Pet Care Practicalities: Tip-of-the-Day #165


Rising costs aren't stifling people's desire to own pets: About 63% of U.S. households own a pet, up from 56% in 1998. The number of dogs, cats and other pets now totals about 359 million, according to a consumer survey by the pet-products association. Now that you've got your pet, why not learn ways to pare back on the costs associated with owning a pet? Here are 13 tips to get you started:

1. Take care of some pet needs yourself. Did you know that by brushing your pet's teeth regularly you can reduce your number of vet dental-cleaning visits? Those can run about $200 a pop! Also, ask your vet about trimming your pet's claws. It's not tough to get the hang of, and it will save you approx. $40 a visit. In addition, if you regularly brush your pet's coat, you'll reduce grooming costs, and your cats will have fewer hairballs. If your dog is prone to ear infections, ask your vet how to clean your dog's ears.

2. Find out if your pet needs annual vaccinations - not every pet does! The American Animal Hospital Association changed its guidelines, recommending that "a number of the core vaccinations (be done) every three years," instead of annually. That change was to prevent over-vaccination, but it helps pet owners save a bit, too. Plus, if you have an in-door cat, you may not need all of the vaccinations associated with outdoor activity, and, as your pets age they also don't require all the shots they needed in their youth.

3. Shop medications. Just like my blog postings for people saving on meds, you can save on meds for your pets too. Call your local pharmacy or look online for lower prices.

4. Shop for a veterinarian by comparing fees. Routine visits can range from $50 on up to $200, so it pays to shop around! Nationwide, pet owners average $211 for dogs and $179 for cats in routine vet visits each year. But don't sacrifice quality, and compare the same service by finding out what that routine visit covers.

5. Shop around for pet supplies. Don't assume the pet superstore, the local mom-and-pop or the online market has the cheapest prices. For example, a litter box costs about $25 at a large Petco outlet in San Francisco, while a small mom-and-pop store nearby charged about $18.

6. Curb your desire to buy your pet gifts. Clothes and fancy bags are a completely unnecessary expense (fun as they can be). While 80% of pet owners report buying gifts for their pets, a better gift might be some playtime. Doh!
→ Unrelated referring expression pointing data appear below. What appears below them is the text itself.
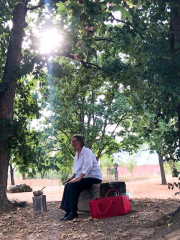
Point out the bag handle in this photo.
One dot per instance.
(112, 190)
(100, 213)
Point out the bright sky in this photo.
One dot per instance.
(49, 40)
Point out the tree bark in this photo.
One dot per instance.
(9, 80)
(12, 175)
(163, 177)
(23, 176)
(175, 42)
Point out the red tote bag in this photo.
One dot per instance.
(110, 206)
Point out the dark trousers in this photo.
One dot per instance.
(72, 191)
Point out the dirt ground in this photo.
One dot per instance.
(151, 204)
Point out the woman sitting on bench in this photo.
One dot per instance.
(86, 173)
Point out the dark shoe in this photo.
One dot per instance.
(66, 214)
(71, 216)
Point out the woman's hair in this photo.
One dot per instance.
(80, 138)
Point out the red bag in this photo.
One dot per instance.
(110, 206)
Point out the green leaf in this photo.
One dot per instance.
(62, 8)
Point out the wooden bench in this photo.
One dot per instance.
(97, 191)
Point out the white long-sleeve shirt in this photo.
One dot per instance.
(87, 164)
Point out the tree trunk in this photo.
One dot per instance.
(175, 42)
(163, 177)
(12, 175)
(23, 176)
(8, 84)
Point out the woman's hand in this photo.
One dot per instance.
(79, 178)
(69, 179)
(76, 179)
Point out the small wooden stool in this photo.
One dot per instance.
(39, 204)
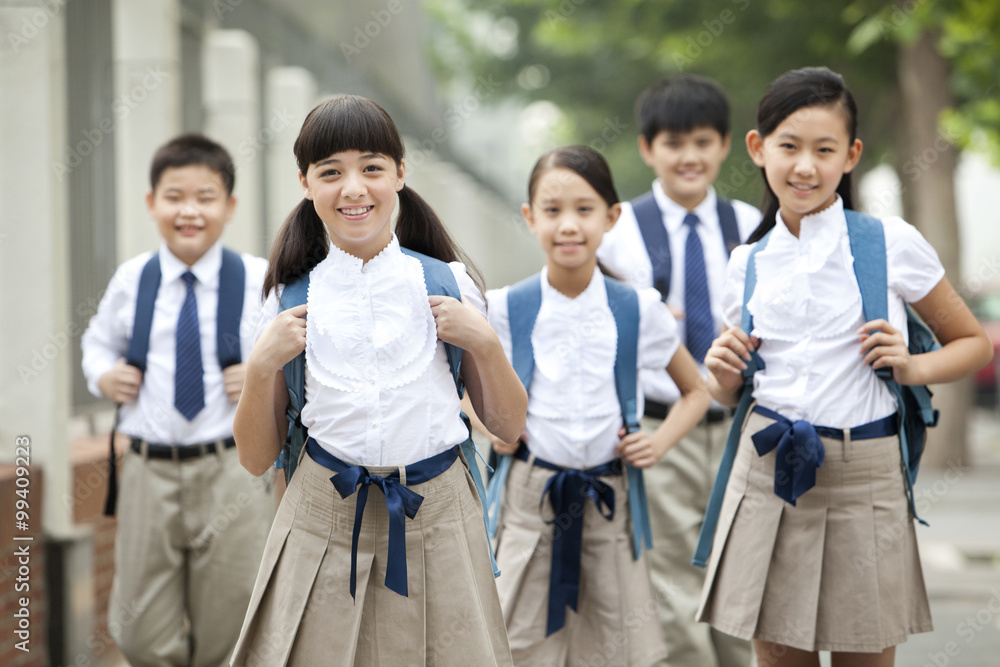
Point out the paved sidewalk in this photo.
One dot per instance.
(960, 551)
7. Avoid emergency clinics when possible. At most emergency veterinary clinics, almost every procedure and medication and boarding fee is marked up. Try to avoid going if you can, especially if your emergency occurs between 8 and 5 and your regular veterinarian is open.

8. Consider pet insurance. Check the policy's exclusions carefully to see how well it would fit your lifestyle. Some plans cover every routine visit and every vaccination, with premiums running around $25 to $30 a month. But, you don't necessarily need insurance for costs you know you'll incur. Pet-insurance policies aimed at covering catastrophic events usually have high deductibles and lower monthly premiums of about $10 to $15 which tends to make more sense for most people.
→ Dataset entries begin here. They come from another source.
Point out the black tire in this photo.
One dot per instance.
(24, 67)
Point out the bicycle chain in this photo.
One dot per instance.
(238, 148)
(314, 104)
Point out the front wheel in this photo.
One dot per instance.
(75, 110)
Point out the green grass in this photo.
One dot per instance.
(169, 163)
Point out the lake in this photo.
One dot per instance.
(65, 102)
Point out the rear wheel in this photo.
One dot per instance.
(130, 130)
9. Think twice before adding more pets to your home. You might get a multi-pet discount on insurance, but regular costs will increase. There just aren't huge economies of scale with multiple pets. When you look at the big-ticket items - food and vet care - those are items that every animal needs in their own right and there is no shortcut in savings there.

10. Save for end-of-life care. "End-of-life issues" can run $500 to $1,000 and while some insurance policies cover the cost of euthanasia and cremation, most don't. It's something to consider (hard as it is to think about).
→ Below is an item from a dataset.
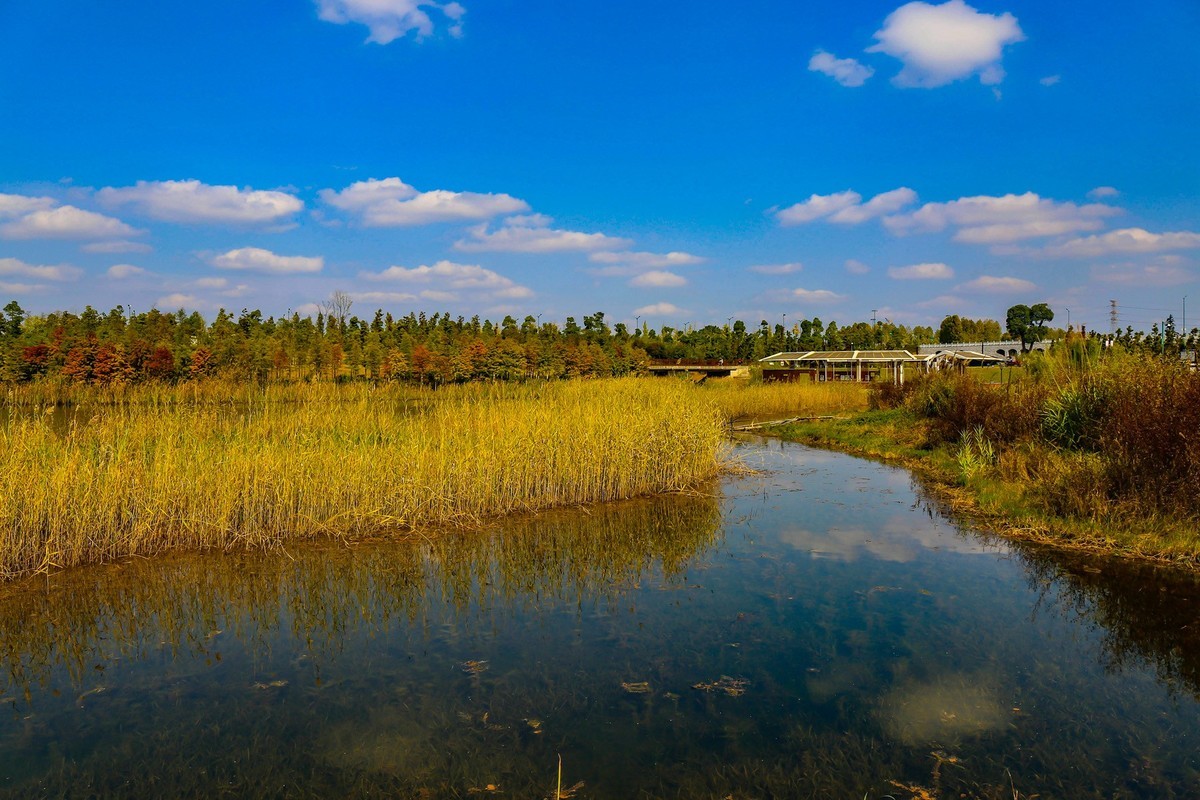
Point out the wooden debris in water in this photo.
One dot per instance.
(731, 686)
11. Don't buy the cheapest food. Higher-quality food helps keep your pet healthier and vet bills lower!

12. Don't overfeed. Many people feed more than the package guidelines, but feeding the right amount saves on food costs - which average about 40% of a pet owner's total costs - and reduces the likelihood of obesity-related ailments.

13. Spay or neuter your pet. Spayed and neutered pets have fewer health problems down the road (prostate and ovarian cancer among the biggest issues). Also, once neutered, your pet will "roam" less, which lessens the chance of getting hit by a car.